What does this mean, "profound and far-reaching"? When one's nature
is clearly seen, then samadhi is profound and far-reaching; when one's nature
is not seen, it is not profound and far reaching.
Use all your might, my friends,
so that you may attain liberation by Sudden Enlightenment. When your eyes see
a form, clearly distinguish every form, and yet be unmoved by these varying forms.
When in their midst, be unaffected, and among them attain liberation. Then you
have attained the samadhi of forms. When you ears hear a sound... when your nose
smells an odor... when your tongue tastes a flavor.... when your body feels a
sensation.... when your analytic mind (mana) distinguishes a dharma, remain unmoved
by these various dharmas. When in their midst attain liberation. Then you have
attained the samadhi of dharmas. When in this manner all the organs are clearly
seen, that is original prajna; when nothing arises, that is original samadhi.

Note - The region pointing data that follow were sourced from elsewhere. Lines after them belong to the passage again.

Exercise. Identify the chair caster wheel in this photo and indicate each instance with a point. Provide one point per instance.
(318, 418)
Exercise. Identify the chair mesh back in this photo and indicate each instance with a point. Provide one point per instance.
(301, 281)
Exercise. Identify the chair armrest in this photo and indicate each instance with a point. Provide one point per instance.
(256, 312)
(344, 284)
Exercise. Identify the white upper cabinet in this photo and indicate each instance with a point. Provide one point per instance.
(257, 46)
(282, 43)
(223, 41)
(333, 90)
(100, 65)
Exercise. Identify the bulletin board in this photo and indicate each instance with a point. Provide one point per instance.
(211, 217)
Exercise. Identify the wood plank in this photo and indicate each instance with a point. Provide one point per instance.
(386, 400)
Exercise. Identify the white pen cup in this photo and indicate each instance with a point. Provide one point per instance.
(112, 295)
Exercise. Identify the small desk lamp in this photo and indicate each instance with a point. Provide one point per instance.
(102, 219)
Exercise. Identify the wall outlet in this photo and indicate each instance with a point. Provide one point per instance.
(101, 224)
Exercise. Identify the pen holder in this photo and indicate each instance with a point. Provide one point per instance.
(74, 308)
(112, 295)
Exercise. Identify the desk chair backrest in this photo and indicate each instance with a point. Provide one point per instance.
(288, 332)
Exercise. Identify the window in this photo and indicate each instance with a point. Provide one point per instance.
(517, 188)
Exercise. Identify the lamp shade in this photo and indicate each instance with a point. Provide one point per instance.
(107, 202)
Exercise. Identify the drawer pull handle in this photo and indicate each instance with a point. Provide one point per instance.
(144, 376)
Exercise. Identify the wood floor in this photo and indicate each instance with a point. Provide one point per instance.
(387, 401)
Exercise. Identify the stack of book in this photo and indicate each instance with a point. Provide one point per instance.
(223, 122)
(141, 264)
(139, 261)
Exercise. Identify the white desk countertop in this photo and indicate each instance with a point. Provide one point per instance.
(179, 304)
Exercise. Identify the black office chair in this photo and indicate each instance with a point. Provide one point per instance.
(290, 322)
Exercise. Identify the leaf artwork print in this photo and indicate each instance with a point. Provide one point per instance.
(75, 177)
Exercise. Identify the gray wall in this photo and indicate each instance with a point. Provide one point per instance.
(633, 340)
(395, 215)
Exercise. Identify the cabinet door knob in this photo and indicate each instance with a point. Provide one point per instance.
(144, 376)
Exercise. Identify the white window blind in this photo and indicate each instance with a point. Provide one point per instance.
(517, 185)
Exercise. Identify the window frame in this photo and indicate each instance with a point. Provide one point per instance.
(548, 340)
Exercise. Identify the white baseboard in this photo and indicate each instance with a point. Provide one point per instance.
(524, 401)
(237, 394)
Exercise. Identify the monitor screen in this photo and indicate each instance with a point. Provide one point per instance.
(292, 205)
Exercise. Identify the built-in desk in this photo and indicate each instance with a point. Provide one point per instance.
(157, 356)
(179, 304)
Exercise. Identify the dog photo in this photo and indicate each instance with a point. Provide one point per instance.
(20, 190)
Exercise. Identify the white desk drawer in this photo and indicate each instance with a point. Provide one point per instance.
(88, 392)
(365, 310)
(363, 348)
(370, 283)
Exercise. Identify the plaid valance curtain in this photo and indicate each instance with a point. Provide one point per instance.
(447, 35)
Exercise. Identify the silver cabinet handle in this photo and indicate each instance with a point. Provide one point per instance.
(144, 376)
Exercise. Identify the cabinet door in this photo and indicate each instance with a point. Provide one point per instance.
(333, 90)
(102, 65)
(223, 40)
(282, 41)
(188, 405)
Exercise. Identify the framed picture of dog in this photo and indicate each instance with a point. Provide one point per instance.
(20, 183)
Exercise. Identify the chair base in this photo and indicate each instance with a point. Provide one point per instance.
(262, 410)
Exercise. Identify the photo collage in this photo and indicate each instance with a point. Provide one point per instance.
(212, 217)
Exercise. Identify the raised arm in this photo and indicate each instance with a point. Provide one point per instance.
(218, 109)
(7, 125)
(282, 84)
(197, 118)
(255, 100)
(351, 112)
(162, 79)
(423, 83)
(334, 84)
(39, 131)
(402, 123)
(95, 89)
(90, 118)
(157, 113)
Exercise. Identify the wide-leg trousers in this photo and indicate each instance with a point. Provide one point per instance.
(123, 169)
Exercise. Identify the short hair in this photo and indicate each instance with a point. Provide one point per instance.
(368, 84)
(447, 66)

shall succintly explain what is meant by the identity of the good man and the
bad man, using the simile of empty space. In itself empty space neither changes
nor ceases to change. In daylight it is correct to think it is bright, and at
night it is correct to think it is dark. Yet, whether bright or dark, it is the
same space. Brightness and darkness alternate while the space itself neither changes
nor ceases to change. The same applies to good & evil. Don't distinguish between
truth and lie; in reality, good is not different from evil. A sutra says: "It
is the same whether one contemplates one's own nature of the Buddha." It
follows that freedom is from attachment enables you to look into the heart of
all the Buddhas of the past, and yet it is nothing else than what you are experiencing
today. A sutra says: "Contemplating the Tathagata, he neither arrives out
of the future, nor departs from the past, nor abides in the present." Who
seeks the Dharma should not seek it in the Buddha, Dharma, or Sangha. Why? Because
the Buddha-nature is found in your heart.

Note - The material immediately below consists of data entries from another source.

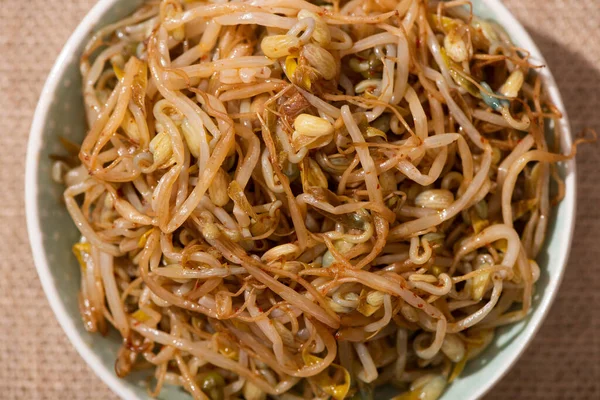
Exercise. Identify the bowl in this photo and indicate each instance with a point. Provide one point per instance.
(51, 232)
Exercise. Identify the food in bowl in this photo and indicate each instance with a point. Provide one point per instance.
(293, 200)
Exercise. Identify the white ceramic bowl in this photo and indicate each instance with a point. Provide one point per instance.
(52, 233)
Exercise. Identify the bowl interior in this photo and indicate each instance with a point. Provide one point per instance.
(60, 113)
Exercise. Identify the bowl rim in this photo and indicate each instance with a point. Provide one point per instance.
(122, 387)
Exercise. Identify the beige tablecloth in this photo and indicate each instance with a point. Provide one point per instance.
(36, 359)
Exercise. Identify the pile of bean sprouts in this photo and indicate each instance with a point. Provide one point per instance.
(308, 200)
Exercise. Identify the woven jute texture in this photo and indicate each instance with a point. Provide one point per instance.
(38, 362)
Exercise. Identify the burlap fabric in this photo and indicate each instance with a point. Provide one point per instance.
(36, 359)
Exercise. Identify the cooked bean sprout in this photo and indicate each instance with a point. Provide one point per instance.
(306, 201)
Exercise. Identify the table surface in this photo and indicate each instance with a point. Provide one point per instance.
(38, 362)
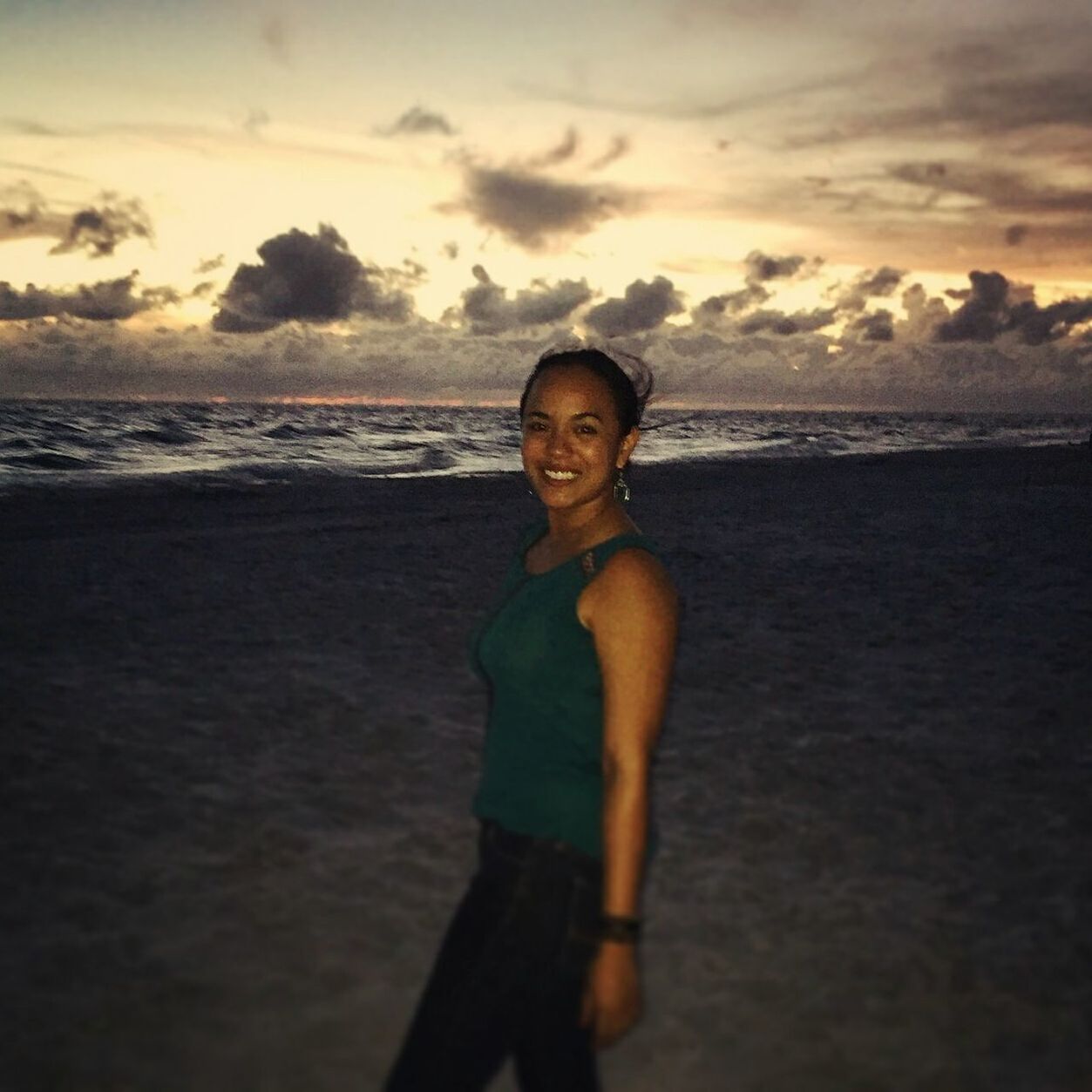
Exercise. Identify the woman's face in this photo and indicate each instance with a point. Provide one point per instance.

Set yourselves your own rules, and
penetrate your own heart. Then you have penetrated to the understanding of all
the sutras, [no scholarship necessary]. When the Buddha was still living their
were beings of all kinds who left their families and followed him. All the Buddhas
of the past prreached to the 8 kinds of listeners, not selectively or privately.
As the sun at midday illuminates every spot, and as the dragon kind sends rain
impartially and equally so that all the grasses and trees may be watered, each
kind in accordance with its need, so are the Buddhas when they preach the Dharma.
Then their mind is open to every need, showing no preference to one or the other,
and beings of every kind understand their message. A sutra says, "The Buddha
uses one and the same language to preach the Dharma; beings understand each in
their own way."
Firends, when you study prajnaparamita, you must read
extensively the Mahayana Sutras. There are Ch'an teachers who do not like Sudden
Enlightenment but want you to awaken gradually by using the expedients that the
Buddhas offer, but that is a method good only for a very inferior type of being.
As in a clear mirror one sees one's face, so in the Mahayana Sutras one sees the
true picture of one's own heart. First, you must not doubt; trusting the word
of the Buddha you must purify the three actions, then you can enter Mahayana.
The School of Sudden Enlightenment relies exclusively upon the word of the Tathagata
for its practice. I am telling you the pure truth now. Rouse yourselves! If you
have any doubts, feel free to ask. Fare well!